Adult moths are about three tenths to half an inch across with steel gray, lightly fringed forewings. Newly hatched larvae are whitish with a black head, while mature larvae are brown with alternating dark and light bands around the abdomen, a feature that separates them from other stone fruit caterpillars. Wilting or flagging shoot tips in spring are the first clue.

🥀 Damage it causes

Spring and early summer larvae bore into and kill new shoots, causing the tips to flag and wilt, which on young, vigorous trees distorts growth and forces unwanted branching. Later generations feed on the fruit, typically entering near the stem end, leaving frass and a tunnel that ruins the fruit. Shoot strikes that look minor can signal a building population that later attacks the crop.

🛡️ Prevent it

Prune out and destroy wilted, infested shoot tips through spring and summer to remove larvae before they mature. The borer overwinters as a tiny larva in cells under bark in cracks and limb crotches, so a dormant horticultural oil helps smother the overwintering larvae. Keep an eye on nearby unmanaged stone fruit that can reseed the problem.

🧯 If it is already here

The key treatments are well-timed sprays around bloom and shortly after, aimed at the young larvae, using environmentally soft materials such as Bacillus thuringiensis or spinosad in the home orchard. A dormant or delayed-dormant oil, sometimes combined with a labeled insecticide, targets the overwintering stage.

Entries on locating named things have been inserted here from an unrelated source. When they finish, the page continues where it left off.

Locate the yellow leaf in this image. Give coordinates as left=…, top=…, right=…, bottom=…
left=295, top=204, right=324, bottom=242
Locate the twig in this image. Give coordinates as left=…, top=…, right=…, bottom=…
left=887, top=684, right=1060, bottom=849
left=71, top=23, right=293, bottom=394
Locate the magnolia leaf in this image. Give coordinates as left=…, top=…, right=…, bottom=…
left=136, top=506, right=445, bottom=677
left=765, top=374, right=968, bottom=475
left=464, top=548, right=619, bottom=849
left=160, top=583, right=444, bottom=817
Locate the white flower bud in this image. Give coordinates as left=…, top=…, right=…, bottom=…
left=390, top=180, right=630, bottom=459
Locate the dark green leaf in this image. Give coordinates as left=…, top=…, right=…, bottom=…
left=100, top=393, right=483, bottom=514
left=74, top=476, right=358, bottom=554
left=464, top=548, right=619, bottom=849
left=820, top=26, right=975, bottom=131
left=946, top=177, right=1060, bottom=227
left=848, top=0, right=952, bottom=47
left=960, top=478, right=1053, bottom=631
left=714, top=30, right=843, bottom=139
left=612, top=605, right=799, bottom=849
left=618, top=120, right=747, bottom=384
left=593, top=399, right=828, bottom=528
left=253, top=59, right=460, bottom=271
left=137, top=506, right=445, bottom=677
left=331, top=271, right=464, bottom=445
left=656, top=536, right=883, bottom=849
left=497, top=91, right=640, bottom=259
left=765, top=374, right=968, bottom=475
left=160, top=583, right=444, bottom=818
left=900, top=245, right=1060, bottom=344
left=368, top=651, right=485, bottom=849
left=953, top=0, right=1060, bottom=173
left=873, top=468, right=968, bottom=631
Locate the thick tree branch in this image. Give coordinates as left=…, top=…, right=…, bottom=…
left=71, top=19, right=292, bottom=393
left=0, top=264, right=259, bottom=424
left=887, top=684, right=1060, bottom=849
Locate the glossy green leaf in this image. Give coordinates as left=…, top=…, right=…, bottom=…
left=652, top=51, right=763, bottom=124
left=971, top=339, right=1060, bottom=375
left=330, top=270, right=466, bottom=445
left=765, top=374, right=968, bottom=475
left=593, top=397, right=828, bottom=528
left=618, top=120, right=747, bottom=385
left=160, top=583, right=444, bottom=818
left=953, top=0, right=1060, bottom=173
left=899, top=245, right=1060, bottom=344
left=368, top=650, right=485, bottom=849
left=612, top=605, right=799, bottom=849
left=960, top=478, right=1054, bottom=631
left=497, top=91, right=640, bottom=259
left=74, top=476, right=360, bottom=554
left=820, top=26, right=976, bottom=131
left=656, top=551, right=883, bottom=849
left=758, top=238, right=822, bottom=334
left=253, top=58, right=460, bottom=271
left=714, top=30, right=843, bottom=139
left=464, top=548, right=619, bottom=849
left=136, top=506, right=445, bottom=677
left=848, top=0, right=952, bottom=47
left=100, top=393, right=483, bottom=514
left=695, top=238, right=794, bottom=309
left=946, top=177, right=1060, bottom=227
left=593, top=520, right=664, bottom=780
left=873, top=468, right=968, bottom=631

Timing to bloom and early larvae matters more than the number of sprays.

💡 Good to know

There can be as many as three generations in a single season, and more in hot regions, so early shoot strikes give way to fruit damage later. The banded mature larva and the shepherds-crook wilting of shoots distinguish it from the clearwing borers that attack the trunk. Bt fits well because it spares bees and natural enemies during bloom.

For educational and informational purposes only. Pest control advice is general guidance drawn from university cooperative extension sources; always identify a pest positively and read and follow the label on any product before use, especially around food crops, children, and pets.